Problems with a single compute node in KNA1

Incident Report for Cleura Public Cloud

Postmortem

The incident started: 13:05
Incident was solved: 13:55

Customer impact:
VMs running on the affected compute node was unreachable (Error state) until they were moved to a new compute node.

Timeline:
13:05 - One compute node crashed
13:13 - Server didn’t start again.
13:15 - Evacuation of affected VMs to other compute nodes started.
13:40 - Main part of VMs was moved and started again.
13:55 - All VMs was up and running on new compute nodes.

Root Cause:
The root cause for this incident was broken hardware. The affected server has been taken out of production for further investigation and repair.

Posted Oct 13, 2021 - 16:58 CEST

Resolved

This incident has been resolved.

Posted Oct 13, 2021 - 16:39 CEST

Update

We are continuing to monitor for any further issues.
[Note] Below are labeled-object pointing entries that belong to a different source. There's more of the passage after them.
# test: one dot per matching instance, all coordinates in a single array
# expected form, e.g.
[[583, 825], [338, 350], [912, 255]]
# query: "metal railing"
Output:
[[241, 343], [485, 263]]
Posted Oct 13, 2021 - 14:01 CEST

Monitoring

A fix has been implemented and we are monitoring the results.

Posted Oct 13, 2021 - 13:56 CEST

Identified

The issue has been identified and a fix is being implemented.

Posted Oct 13, 2021 - 13:42 CEST

Investigating

Our Engineering team is investigating an issue with a single compute node in Karlskrona region (KNA1).

During this time, the limited amount of users with virtual instances on the actual compute node may experience issues with virtual instances. We apologize for the inconvenience and will share an update once we have more information.

Posted Oct 13, 2021 - 13:17 CEST

This incident affected: KNA1 (Karlskrona) (Compute).